Logistics

Asks them to become convergence partners in National Consumer Helpline

To ensure better grievance redressal, the Department of Consumer Affairs (DoCA) said it had directed all ride-hailing companies to become convergence partners in the National Consumer Helpline in compliance with the Consumer Protection Act, 2019 and E-commerce Rules, 2020. It also raised the issues faced by customers, including terms of deficiency in services, inaccessible customer support, unreasonable levy of cancellation charges and fairness in charging fares by ride-hailing platforms.

This direction was given during a meeting chaired by Secretary DoCA, Rohit Kumar Singh, with major online ride-hailing platforms, to discuss issues affecting consumers. The meeting was attended by major ride-hailing platforms, including Ola, Uber, Rapido, Meru Cabs and Jugnoo.

Commuters concerns

The Ministry has also asked online ride-hailing platforms to respond to the commuters’ concerns with “utmost priority” and take remedial steps to protect consumer rights. Based on the National Consumer Helpline data, the Ministry officials pointed out various key issues affecting consumers as per the complaints received. “As per the data received from NCH, the deficiency in services occupied 56 per cent of the overall grievances during the period 01.04.2021 to 01.05.2022 in this sector,” the official statement added.

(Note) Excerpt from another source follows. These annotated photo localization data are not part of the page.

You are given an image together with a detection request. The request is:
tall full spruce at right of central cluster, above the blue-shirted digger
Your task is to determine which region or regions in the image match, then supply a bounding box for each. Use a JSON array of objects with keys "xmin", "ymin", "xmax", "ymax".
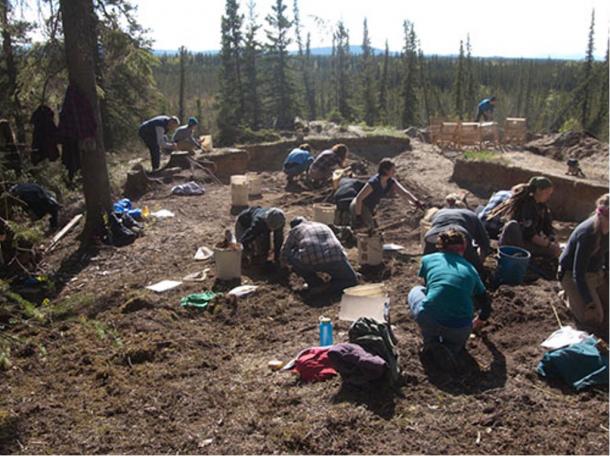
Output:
[{"xmin": 265, "ymin": 0, "xmax": 296, "ymax": 129}]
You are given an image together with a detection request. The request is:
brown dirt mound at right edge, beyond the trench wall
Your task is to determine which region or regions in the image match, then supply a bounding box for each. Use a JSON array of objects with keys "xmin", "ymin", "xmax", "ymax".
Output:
[{"xmin": 525, "ymin": 131, "xmax": 608, "ymax": 161}]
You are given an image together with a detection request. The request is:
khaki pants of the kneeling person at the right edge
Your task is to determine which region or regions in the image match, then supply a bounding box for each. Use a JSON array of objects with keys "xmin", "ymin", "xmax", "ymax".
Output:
[{"xmin": 561, "ymin": 271, "xmax": 608, "ymax": 325}]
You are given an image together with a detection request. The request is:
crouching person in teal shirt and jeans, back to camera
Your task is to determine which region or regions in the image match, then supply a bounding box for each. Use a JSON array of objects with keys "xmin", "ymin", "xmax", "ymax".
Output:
[{"xmin": 407, "ymin": 229, "xmax": 491, "ymax": 368}]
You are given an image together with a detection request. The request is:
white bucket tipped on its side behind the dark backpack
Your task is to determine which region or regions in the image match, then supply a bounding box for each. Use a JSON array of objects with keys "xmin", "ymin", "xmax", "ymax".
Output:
[{"xmin": 339, "ymin": 283, "xmax": 390, "ymax": 322}]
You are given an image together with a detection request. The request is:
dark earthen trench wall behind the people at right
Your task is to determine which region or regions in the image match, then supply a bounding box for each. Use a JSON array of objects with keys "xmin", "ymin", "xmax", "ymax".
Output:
[{"xmin": 451, "ymin": 160, "xmax": 608, "ymax": 222}]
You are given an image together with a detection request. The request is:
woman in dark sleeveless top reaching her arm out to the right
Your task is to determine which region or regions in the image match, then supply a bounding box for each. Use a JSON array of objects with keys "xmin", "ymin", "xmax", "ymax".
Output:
[{"xmin": 350, "ymin": 158, "xmax": 423, "ymax": 229}]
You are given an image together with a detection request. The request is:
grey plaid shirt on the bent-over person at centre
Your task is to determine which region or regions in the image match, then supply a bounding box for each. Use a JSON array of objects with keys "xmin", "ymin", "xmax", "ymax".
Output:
[{"xmin": 280, "ymin": 222, "xmax": 347, "ymax": 265}]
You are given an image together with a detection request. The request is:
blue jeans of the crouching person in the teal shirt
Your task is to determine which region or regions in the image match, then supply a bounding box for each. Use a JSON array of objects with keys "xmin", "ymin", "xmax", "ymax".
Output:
[{"xmin": 407, "ymin": 286, "xmax": 472, "ymax": 353}]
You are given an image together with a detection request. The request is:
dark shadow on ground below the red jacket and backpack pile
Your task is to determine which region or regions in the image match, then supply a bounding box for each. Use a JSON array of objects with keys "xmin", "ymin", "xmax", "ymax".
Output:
[{"xmin": 332, "ymin": 382, "xmax": 401, "ymax": 420}]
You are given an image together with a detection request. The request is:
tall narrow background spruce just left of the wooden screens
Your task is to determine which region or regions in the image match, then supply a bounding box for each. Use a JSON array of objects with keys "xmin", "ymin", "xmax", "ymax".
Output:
[{"xmin": 401, "ymin": 21, "xmax": 418, "ymax": 128}]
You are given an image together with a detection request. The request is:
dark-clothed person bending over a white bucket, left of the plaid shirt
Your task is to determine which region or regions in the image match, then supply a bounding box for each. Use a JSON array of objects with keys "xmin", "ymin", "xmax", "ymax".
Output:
[{"xmin": 235, "ymin": 206, "xmax": 286, "ymax": 264}]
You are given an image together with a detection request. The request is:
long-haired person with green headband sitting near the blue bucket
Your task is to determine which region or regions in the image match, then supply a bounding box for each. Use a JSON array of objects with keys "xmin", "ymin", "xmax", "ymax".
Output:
[{"xmin": 487, "ymin": 176, "xmax": 561, "ymax": 258}]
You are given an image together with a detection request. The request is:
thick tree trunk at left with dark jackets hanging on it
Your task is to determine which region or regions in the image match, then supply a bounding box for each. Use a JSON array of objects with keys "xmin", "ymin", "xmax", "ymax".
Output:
[{"xmin": 60, "ymin": 0, "xmax": 111, "ymax": 242}]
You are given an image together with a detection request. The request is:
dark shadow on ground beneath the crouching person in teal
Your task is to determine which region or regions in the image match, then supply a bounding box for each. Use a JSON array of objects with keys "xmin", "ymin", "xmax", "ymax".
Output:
[{"xmin": 420, "ymin": 335, "xmax": 506, "ymax": 395}]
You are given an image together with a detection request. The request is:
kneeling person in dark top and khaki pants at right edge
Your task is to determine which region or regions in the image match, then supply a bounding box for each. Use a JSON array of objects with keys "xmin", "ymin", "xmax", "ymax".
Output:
[{"xmin": 559, "ymin": 193, "xmax": 608, "ymax": 330}]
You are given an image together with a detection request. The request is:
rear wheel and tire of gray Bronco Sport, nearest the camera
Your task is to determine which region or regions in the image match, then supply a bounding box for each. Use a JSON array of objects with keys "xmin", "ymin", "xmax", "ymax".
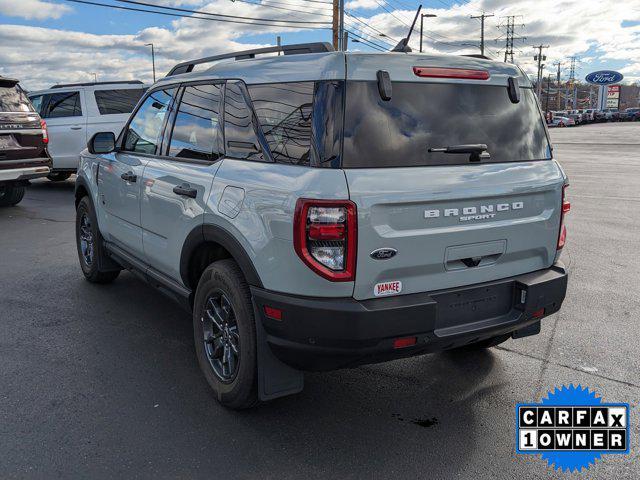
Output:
[{"xmin": 193, "ymin": 259, "xmax": 259, "ymax": 410}]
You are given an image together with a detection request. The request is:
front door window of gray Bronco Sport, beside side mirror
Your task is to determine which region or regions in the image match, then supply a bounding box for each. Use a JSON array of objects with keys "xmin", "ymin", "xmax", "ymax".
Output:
[{"xmin": 123, "ymin": 88, "xmax": 175, "ymax": 155}]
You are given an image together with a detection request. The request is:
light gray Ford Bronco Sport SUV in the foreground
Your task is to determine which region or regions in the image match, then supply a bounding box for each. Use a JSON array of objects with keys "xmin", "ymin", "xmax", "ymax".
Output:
[{"xmin": 76, "ymin": 44, "xmax": 569, "ymax": 408}]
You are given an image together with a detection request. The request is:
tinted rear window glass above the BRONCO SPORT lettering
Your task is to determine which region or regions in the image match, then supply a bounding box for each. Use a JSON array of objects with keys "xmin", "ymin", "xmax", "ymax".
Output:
[{"xmin": 342, "ymin": 82, "xmax": 551, "ymax": 168}]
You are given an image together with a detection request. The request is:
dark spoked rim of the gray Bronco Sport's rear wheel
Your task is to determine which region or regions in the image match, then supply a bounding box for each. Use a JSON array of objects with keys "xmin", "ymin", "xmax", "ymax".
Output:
[{"xmin": 202, "ymin": 290, "xmax": 240, "ymax": 382}]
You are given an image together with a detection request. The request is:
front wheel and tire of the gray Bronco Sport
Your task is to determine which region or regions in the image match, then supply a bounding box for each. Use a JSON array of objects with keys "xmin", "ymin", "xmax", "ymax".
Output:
[{"xmin": 76, "ymin": 197, "xmax": 120, "ymax": 283}]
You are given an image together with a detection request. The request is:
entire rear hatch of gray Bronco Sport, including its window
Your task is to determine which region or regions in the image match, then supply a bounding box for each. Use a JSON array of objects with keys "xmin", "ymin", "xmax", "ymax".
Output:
[{"xmin": 342, "ymin": 55, "xmax": 564, "ymax": 299}]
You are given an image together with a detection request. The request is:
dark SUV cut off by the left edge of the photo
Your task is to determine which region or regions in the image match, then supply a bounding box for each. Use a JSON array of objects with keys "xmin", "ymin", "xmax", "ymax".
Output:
[{"xmin": 0, "ymin": 77, "xmax": 51, "ymax": 207}]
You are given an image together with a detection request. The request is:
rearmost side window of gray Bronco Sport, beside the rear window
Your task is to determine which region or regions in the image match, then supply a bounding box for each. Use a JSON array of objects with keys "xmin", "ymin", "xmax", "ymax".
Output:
[{"xmin": 247, "ymin": 82, "xmax": 314, "ymax": 165}]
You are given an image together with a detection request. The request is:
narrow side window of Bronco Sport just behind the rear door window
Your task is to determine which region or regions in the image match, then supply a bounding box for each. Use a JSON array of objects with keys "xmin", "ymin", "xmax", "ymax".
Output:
[{"xmin": 224, "ymin": 81, "xmax": 264, "ymax": 160}]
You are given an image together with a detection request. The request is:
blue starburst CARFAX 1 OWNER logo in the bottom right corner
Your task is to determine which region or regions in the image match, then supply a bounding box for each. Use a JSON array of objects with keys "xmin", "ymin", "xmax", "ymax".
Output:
[{"xmin": 516, "ymin": 385, "xmax": 629, "ymax": 472}]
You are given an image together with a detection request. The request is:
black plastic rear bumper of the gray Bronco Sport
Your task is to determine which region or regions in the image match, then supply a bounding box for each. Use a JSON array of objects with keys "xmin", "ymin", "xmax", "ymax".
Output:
[{"xmin": 251, "ymin": 263, "xmax": 567, "ymax": 370}]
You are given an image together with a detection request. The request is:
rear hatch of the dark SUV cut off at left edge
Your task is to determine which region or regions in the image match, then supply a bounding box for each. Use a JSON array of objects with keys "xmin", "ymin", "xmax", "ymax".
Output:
[{"xmin": 0, "ymin": 78, "xmax": 48, "ymax": 168}]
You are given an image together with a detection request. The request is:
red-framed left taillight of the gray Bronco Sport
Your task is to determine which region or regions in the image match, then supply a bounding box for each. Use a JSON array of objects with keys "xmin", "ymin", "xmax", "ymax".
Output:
[{"xmin": 293, "ymin": 198, "xmax": 358, "ymax": 282}]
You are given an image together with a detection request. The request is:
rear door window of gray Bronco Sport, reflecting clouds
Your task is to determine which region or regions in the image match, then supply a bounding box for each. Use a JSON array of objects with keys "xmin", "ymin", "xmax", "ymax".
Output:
[{"xmin": 169, "ymin": 84, "xmax": 222, "ymax": 160}]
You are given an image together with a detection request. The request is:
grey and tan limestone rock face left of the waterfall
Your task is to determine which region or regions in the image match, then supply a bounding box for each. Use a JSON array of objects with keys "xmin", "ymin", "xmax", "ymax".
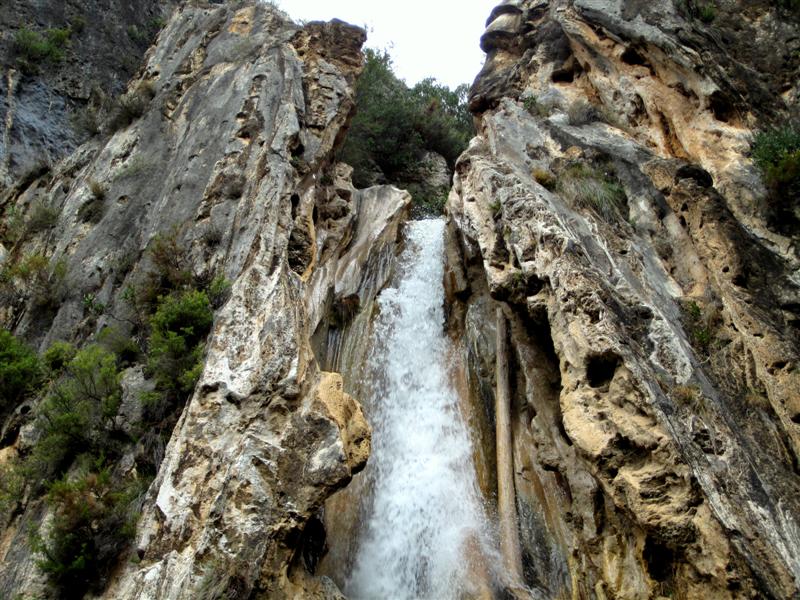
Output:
[{"xmin": 0, "ymin": 2, "xmax": 410, "ymax": 599}]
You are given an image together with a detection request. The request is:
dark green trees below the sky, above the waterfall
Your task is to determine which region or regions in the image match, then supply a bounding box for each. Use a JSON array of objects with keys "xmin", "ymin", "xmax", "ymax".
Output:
[{"xmin": 340, "ymin": 49, "xmax": 473, "ymax": 187}]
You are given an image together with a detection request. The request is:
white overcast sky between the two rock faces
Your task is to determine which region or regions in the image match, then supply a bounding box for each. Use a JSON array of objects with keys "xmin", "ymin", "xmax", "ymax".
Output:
[{"xmin": 276, "ymin": 0, "xmax": 500, "ymax": 88}]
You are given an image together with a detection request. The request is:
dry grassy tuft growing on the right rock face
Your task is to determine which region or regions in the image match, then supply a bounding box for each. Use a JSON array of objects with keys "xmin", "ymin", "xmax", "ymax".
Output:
[{"xmin": 556, "ymin": 162, "xmax": 627, "ymax": 221}]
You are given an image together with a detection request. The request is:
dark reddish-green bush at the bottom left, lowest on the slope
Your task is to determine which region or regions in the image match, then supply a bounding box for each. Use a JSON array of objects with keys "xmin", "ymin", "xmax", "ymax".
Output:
[{"xmin": 32, "ymin": 468, "xmax": 148, "ymax": 598}]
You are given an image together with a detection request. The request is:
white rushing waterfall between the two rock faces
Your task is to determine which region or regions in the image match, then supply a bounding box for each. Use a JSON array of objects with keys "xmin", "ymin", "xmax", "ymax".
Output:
[{"xmin": 345, "ymin": 220, "xmax": 499, "ymax": 600}]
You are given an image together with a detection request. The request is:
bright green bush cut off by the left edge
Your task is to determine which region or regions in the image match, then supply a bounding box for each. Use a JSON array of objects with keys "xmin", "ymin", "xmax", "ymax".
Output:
[{"xmin": 0, "ymin": 329, "xmax": 42, "ymax": 416}]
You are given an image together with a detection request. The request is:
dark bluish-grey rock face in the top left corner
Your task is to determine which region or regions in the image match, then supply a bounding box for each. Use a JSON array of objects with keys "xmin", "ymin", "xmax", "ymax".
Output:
[{"xmin": 0, "ymin": 0, "xmax": 178, "ymax": 189}]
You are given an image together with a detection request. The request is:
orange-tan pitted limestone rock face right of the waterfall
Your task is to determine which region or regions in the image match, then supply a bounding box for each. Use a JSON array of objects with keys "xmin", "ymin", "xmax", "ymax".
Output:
[{"xmin": 446, "ymin": 0, "xmax": 800, "ymax": 599}]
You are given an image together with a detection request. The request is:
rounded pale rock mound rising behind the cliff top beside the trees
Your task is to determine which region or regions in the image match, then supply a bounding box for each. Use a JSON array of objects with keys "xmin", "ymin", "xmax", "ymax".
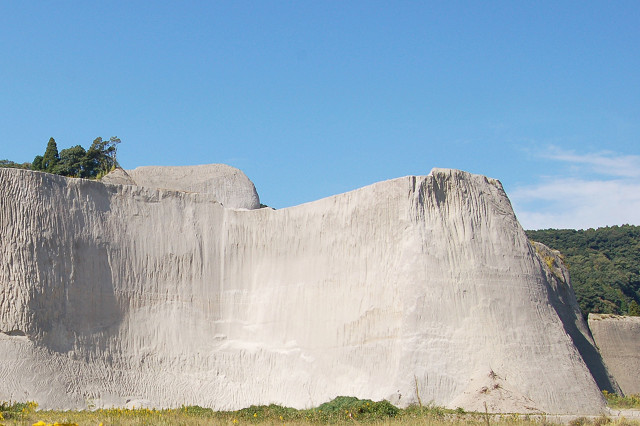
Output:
[{"xmin": 102, "ymin": 164, "xmax": 260, "ymax": 210}]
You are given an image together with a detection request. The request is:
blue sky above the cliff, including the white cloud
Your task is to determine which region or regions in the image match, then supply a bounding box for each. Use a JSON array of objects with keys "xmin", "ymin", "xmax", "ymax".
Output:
[{"xmin": 0, "ymin": 0, "xmax": 640, "ymax": 229}]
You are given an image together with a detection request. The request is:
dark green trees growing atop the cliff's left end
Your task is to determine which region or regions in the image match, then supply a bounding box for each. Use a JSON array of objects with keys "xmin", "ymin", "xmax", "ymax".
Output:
[{"xmin": 0, "ymin": 137, "xmax": 120, "ymax": 179}]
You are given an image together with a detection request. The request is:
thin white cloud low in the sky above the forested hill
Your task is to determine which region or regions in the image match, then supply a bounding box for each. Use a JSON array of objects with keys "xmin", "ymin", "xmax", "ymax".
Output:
[{"xmin": 509, "ymin": 147, "xmax": 640, "ymax": 229}]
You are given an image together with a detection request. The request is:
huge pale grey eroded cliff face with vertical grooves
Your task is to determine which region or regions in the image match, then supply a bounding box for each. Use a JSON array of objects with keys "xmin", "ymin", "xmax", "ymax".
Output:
[{"xmin": 0, "ymin": 169, "xmax": 604, "ymax": 413}]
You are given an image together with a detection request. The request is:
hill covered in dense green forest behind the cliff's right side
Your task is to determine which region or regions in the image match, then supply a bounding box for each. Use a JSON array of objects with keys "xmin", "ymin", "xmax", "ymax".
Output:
[{"xmin": 526, "ymin": 225, "xmax": 640, "ymax": 315}]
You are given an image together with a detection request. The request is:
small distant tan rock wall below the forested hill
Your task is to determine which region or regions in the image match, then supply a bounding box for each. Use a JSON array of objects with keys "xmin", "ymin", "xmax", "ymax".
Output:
[{"xmin": 589, "ymin": 314, "xmax": 640, "ymax": 395}]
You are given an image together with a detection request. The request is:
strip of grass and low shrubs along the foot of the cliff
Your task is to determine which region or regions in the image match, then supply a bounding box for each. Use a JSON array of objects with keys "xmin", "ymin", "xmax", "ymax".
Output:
[{"xmin": 0, "ymin": 393, "xmax": 640, "ymax": 426}]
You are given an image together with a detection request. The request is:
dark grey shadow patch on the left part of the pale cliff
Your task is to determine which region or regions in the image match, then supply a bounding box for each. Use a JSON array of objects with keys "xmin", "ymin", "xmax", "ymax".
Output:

Lack of proper response from customer support, charging for add-on services such as insurance without obtaining explicit consent, drivers refusing to take payment through online mode and unprofessional driver behaviour were among the major consumer concerns highlighted in the meeting by the Ministry officials.

Customer support

In terms of inaccessible customer support, the officials raised concerns regarding no customer care number being provided on the platforms, non-mentioning grievance officers, and automated pre-written support messages instead of grievance redressal.

The Ministry has also raised issues related to the “unreasonable levy of cancellation charges” by ride-hailing apps. “Drivers, not willing to take the ride and forcing users to cancel the ride, which entails undue cancellation charges to be borne by the consumer,” was among the key issues discussed during the meeting, the statement added.

“Users are not shown the algorithm or method used by the company to charge different fares for the same route from two individuals. Due to this, users are forced to take rides at arbitrary fares which are much higher than what is charged ordinarily for the same route,” the Ministry officials added.

Claim of robust customer grievances mechanism

The companies that attended the meeting claimed to have a robust mechanism for customer grievances but assured that concerns raised during the meeting will be looked at. Ride-hailing apps during the meeting also claimed that the cancellation charges are levied to compensate the drivers for efforts made towards fulfilling the order, the statement added.

In a statement, Nitish Bhushan, Head of Central Operations, Uber India and South Asia, said, “We are engaged with the Department of Consumer Affairs and deeply appreciate the feedback provided by them and will continue to provide our inputs. We strive to be the platform of choice for riders and drivers alike and continue to invest in technology and customer support to deliver an excellent experience for them. We are committed to continually raising the bar – for ourselves, our industry, and most importantly for the people who use our services.”